Over 90 per cent of a glucose solution was effectively digested by the bacteria, however, fractions of energy coming from glucose channelled into the bacteria’s growth and maintenance with almost half of the energy being stored for electricity use.
The team at Stanford University hopes the work could eventually lead to powering wastewater treatment plants. An estimated three per cent of all electricity consumed in developed countries goes to the treatment of wastewater. According to the results of ther research, published in the Proceedings of the National Academy of Sciences, the organic material in the wastewater has the potential to yield three to four times that amount of energy.
Nevertheless, the large-scale deployment of the microbial battery would require vast amounts of silver or silver oxide which is very expensive. Cui stated, “In our labs, we are now developing a new electrode material to replace silver/silver oxide. We have some really promising candidates right now.”. The preliminary tests indicated that they have found a replacement that “costs virtually nothing.” If the replacement material proves suitable during further testing stages, the next phase of the research will be a pilot-scale demonstration of the battery at a wastewater treatment plant.

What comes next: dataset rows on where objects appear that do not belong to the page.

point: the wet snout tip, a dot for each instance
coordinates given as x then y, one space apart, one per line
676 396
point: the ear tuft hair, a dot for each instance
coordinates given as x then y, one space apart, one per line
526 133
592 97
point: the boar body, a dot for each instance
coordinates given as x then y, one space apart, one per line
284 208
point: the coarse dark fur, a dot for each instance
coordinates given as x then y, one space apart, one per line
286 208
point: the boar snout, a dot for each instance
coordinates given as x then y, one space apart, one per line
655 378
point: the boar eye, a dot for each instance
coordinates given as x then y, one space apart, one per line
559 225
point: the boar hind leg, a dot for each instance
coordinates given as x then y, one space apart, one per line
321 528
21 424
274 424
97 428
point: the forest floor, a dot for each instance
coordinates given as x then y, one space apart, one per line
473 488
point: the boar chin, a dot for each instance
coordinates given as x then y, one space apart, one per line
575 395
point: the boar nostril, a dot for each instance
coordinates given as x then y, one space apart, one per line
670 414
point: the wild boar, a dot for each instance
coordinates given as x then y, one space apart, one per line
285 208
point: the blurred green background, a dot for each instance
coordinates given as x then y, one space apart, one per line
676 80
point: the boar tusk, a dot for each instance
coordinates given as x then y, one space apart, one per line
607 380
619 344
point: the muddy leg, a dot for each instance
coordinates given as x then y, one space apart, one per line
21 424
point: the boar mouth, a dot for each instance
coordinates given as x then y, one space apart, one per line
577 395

Despite the fact that the research has been centred around wastewater due to it being an organic-rich source for a microbial battery, deep-water environments such as lakes and oceans, as well as coastal waterways, store large amounts of organic waste - from fertiliser runoff to by-products of various food production. This could potentially be deployed as sources of fuel for the microbial batteries, as well as being used to help remediate these areas.